I was recently asked some questions via email about blogging. Rather than respond via email, I’ve decided to do a Gelman and post my response here.
The Biggest Challenge
The first question was, What’s been your biggest blogging challenge (finding the time, picking good topics, the technology, etc.)?
There is an obvious answer here and there is a somewhat deeper one. Of course it’s a challenge to find the time. I could do other things. I could read. I could sleep. I could go for a run.
I think the biggest challenge has been to find the right direction for this blog. After almost six years, I’m still not sure where this thing is going. I keep changing direction. Sometimes, somebody tells me they do or don’t like something. But I don’t have a clearly defined audience like a fashion blog or a technology blog or similar.
It’s not that there aren’t enough good topics, there are more than I could ever write about. Rather, the question is what do I think I can contribute to? I don’t care about just posting links to interesting stuff, others do that already and I can’t bring myself to just summarize what somebody else has done for a link posting.

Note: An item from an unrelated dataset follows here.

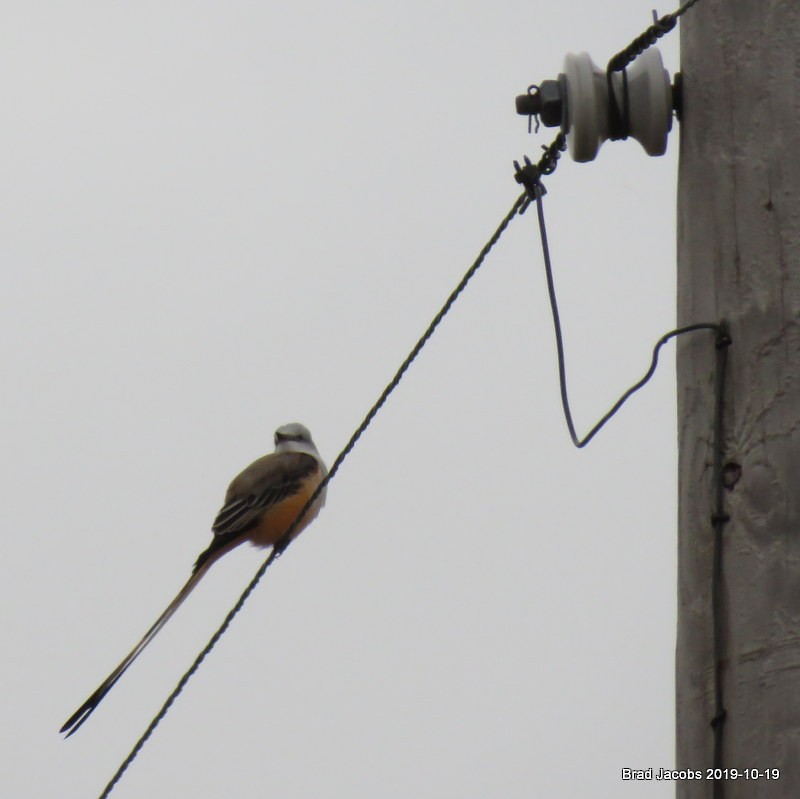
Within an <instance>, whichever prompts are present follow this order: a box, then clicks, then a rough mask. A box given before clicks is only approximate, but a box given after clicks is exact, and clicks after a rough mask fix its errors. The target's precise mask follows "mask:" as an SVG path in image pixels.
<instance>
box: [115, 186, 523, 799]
mask: <svg viewBox="0 0 800 799" xmlns="http://www.w3.org/2000/svg"><path fill="white" fill-rule="evenodd" d="M527 205H528V196H527V194H521V195H520V196H519V197H518V198H517V199H516V200H515V201H514V204H513V205H512V206H511V210H510V211H509V212H508V213H507V214H506V215H505V217H504V218H503V221H502V222H501V223H500V224H499V226H498V227H497V230H495V232H494V234H493V235H492V237H491V238H490V239H489V241H487V242H486V244H485V245H484V246H483V248H482V249H481V251H480V253H479V254H478V257H477V258H476V259H475V261H474V263H473V264H472V266H470V268H469V269H468V270H467V271H466V273H465V274H464V277H462V278H461V280H460V281H459V283H458V285H457V286H456V287H455V289H453V291H452V293H451V294H450V296H449V297H448V298H447V300H446V301H445V303H444V305H442V307H441V309H440V310H439V312H438V313H437V314H436V316H434V317H433V320H432V321H431V323H430V324H429V325H428V327H427V329H426V330H425V332H424V333H423V334H422V336H420V339H419V341H417V343H416V344H415V345H414V347H413V348H412V349H411V352H409V354H408V356H407V357H406V359H405V360H404V361H403V363H402V364H401V365H400V368H399V369H398V370H397V372H396V373H395V375H394V377H393V378H392V379H391V380H390V381H389V383H388V384H387V386H386V388H384V390H383V391H382V392H381V395H380V396H379V397H378V399H377V400H376V401H375V404H374V405H373V406H372V407H371V408H370V409H369V411H368V412H367V415H366V416H365V417H364V420H363V421H362V422H361V424H360V425H359V426H358V428H357V429H356V431H355V432H354V433H353V435H352V436H351V437H350V440H349V441H348V442H347V444H346V445H345V447H344V449H343V450H342V451H341V452H340V453H339V455H338V456H337V457H336V460H335V461H334V462H333V465H332V466H331V469H330V471H329V472H328V474H327V476H326V477H325V478H324V479H323V480H322V482H321V483H320V484H319V486H318V487H317V489H316V491H314V493H313V494H312V495H311V496H310V497H309V499H308V501H307V502H306V504H305V505H304V506H303V507H302V508H301V510H300V512H299V513H298V514H297V517H296V518H295V520H294V521H293V522H292V523H291V524H290V525H289V527H288V529H287V530H286V533H285V534H284V536H283V538H281V540H280V541H278V542H277V543H276V544H275V546H274V547H273V548H272V550H271V552H270V554H269V557H267V559H266V560H265V561H264V563H262V564H261V567H260V568H259V570H258V571H257V572H256V574H255V576H254V577H253V579H252V580H251V581H250V584H249V585H248V586H247V588H245V590H244V592H243V593H242V595H241V596H240V597H239V599H238V601H237V602H236V604H235V605H234V606H233V608H231V610H230V612H229V613H228V615H227V616H226V617H225V620H224V621H223V622H222V624H221V625H220V626H219V628H218V629H217V631H216V632H215V633H214V634H213V635H212V636H211V638H210V639H209V641H208V643H207V644H206V645H205V646H204V647H203V649H202V650H201V651H200V654H199V655H198V656H197V657H196V658H195V660H194V663H192V665H191V666H190V667H189V669H188V670H187V671H186V673H185V674H184V675H183V677H181V679H180V680H179V681H178V684H177V685H176V686H175V688H174V689H173V690H172V693H171V694H170V695H169V696H168V697H167V699H166V701H165V702H164V704H163V705H162V706H161V709H160V710H159V711H158V713H156V715H155V716H154V717H153V720H152V721H151V722H150V723H149V724H148V725H147V729H146V730H145V731H144V733H143V734H142V736H141V737H140V738H139V740H138V741H137V742H136V743H135V744H134V746H133V749H131V751H130V753H129V754H128V756H127V757H126V758H125V759H124V760H123V761H122V763H121V764H120V766H119V768H118V769H117V771H116V773H115V774H114V776H113V777H112V778H111V781H110V782H109V783H108V785H106V787H105V789H104V790H103V792H102V794H100V799H106V797H108V796H109V795H110V794H111V791H113V790H114V787H115V786H116V784H117V783H118V782H119V781H120V779H121V778H122V775H123V774H124V773H125V771H126V770H127V769H128V767H129V766H130V765H131V763H133V761H134V760H135V759H136V758H137V756H138V755H139V752H140V751H141V750H142V747H143V746H144V745H145V743H147V740H148V739H149V738H150V736H151V735H152V734H153V732H154V731H155V729H156V727H158V725H159V724H160V723H161V720H162V719H163V718H164V716H166V715H167V713H168V712H169V709H170V707H171V706H172V703H173V702H174V701H175V700H176V699H177V698H178V695H179V694H180V693H181V692H182V691H183V689H184V688H185V687H186V684H187V683H188V682H189V680H190V679H191V678H192V677H193V676H194V674H195V672H196V671H197V670H198V669H199V668H200V665H201V664H202V662H203V661H204V660H205V658H206V656H207V655H208V654H209V653H210V652H211V650H212V649H213V648H214V647H215V646H216V644H217V642H218V641H219V639H220V638H222V636H223V635H224V634H225V631H226V630H227V629H228V627H229V626H230V623H231V622H232V621H233V619H234V617H235V616H236V615H237V614H238V613H239V611H240V610H241V609H242V607H243V606H244V603H245V602H246V601H247V599H248V597H249V596H250V594H251V593H252V592H253V590H254V589H255V587H256V585H258V583H259V582H260V580H261V578H262V577H263V576H264V574H265V572H266V571H267V569H268V568H269V567H270V566H271V565H272V564H273V563H274V562H275V561H276V560H277V559H278V558H279V557H280V556H281V554H282V553H283V552H284V551H285V550H286V549H287V547H288V546H289V544H290V543H291V540H292V534H293V533H294V531H295V529H296V528H297V525H298V524H299V523H300V521H301V520H302V519H303V517H304V516H305V515H306V513H307V512H308V510H309V508H310V507H311V506H312V505H313V503H314V501H315V500H316V498H317V497H318V496H319V494H320V492H321V491H322V490H323V488H324V487H325V486H326V485H328V483H329V482H330V481H331V480H332V479H333V478H334V476H335V475H336V473H337V472H338V471H339V468H340V467H341V465H342V463H344V460H345V459H346V458H347V456H348V455H349V454H350V453H351V452H352V450H353V448H354V447H355V445H356V443H357V442H358V440H359V438H361V436H362V434H363V433H364V432H365V431H366V429H367V428H368V427H369V426H370V424H371V423H372V420H373V419H374V418H375V416H376V415H377V413H378V411H380V409H381V408H382V407H383V405H384V403H385V402H386V400H387V399H389V395H390V394H391V393H392V392H393V391H394V390H395V389H396V388H397V386H398V385H399V383H400V381H401V380H402V379H403V376H404V375H405V373H406V371H407V370H408V368H409V367H410V366H411V364H412V363H413V362H414V360H415V359H416V358H417V356H418V355H419V354H420V352H422V349H423V347H424V346H425V345H426V344H427V343H428V340H429V339H430V338H431V336H432V335H433V334H434V332H435V331H436V328H437V327H439V325H440V323H441V322H442V320H443V319H444V317H445V316H446V315H447V314H448V313H449V311H450V309H451V308H452V307H453V304H454V303H455V301H456V300H457V299H458V297H459V295H460V294H461V292H462V291H464V289H465V288H466V287H467V284H468V283H469V282H470V280H472V278H473V277H475V274H476V273H477V271H478V270H479V269H480V268H481V266H482V265H483V262H484V261H485V259H486V256H487V255H488V254H489V253H490V252H491V250H492V248H493V247H494V245H495V244H497V242H498V241H499V240H500V237H501V236H502V235H503V233H504V231H505V229H506V228H507V227H508V225H509V223H510V222H511V220H512V219H513V218H514V217H515V216H516V215H517V214H518V213H521V212H522V210H523V209H524V208H525V207H526V206H527Z"/></svg>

The challenge is to not let that paralyze you. I keep a list of topics in my todo program, in a folder. When I don’t know what to write, I look through those and pick one. You need to keep writing, and you need to try things to see if they work. A simple posting today, a little visualization project next week, then a book review, etc.
To summarize it in a word, perhaps the biggest challenge is consistency. Consistency in topics, style, and frequency.
Advice on Starting A Blog
The second question was, What piece of advice would you give (or have already given) to an evaluator or researcher interested in starting a blog?

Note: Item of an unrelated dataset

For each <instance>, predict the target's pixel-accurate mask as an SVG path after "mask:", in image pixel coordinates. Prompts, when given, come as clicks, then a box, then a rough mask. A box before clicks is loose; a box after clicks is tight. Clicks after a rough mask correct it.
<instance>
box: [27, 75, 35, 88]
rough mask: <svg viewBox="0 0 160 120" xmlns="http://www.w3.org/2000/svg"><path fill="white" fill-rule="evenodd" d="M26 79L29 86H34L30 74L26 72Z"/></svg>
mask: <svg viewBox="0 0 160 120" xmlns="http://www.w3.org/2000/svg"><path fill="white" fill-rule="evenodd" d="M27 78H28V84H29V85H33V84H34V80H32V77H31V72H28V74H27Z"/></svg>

I have three pieces of advice.
- Don’t worry about the technology. Don’t tinker. Just write.
- Pick an audience to write for, but don’t get too focused on that. Your audience might change. People you wouldn’t have expected to read your blog will read it. Be prepared to go outside the box and change direction accordingly. But to write reasonably well, you need to have an idea of who you’re writing for.
- Hang in there. Nobody will read your blog at first. Nobody. After a year, you might have a few readers. Don’t give up. A blog doesn’t just explode onto the Internet (unless you’re incredibly lucky). It’s going to take time. If you give up after a few months with just a few readers, you will never get more.
That’s it. Hopefully this has been useful. Now go forth and blog!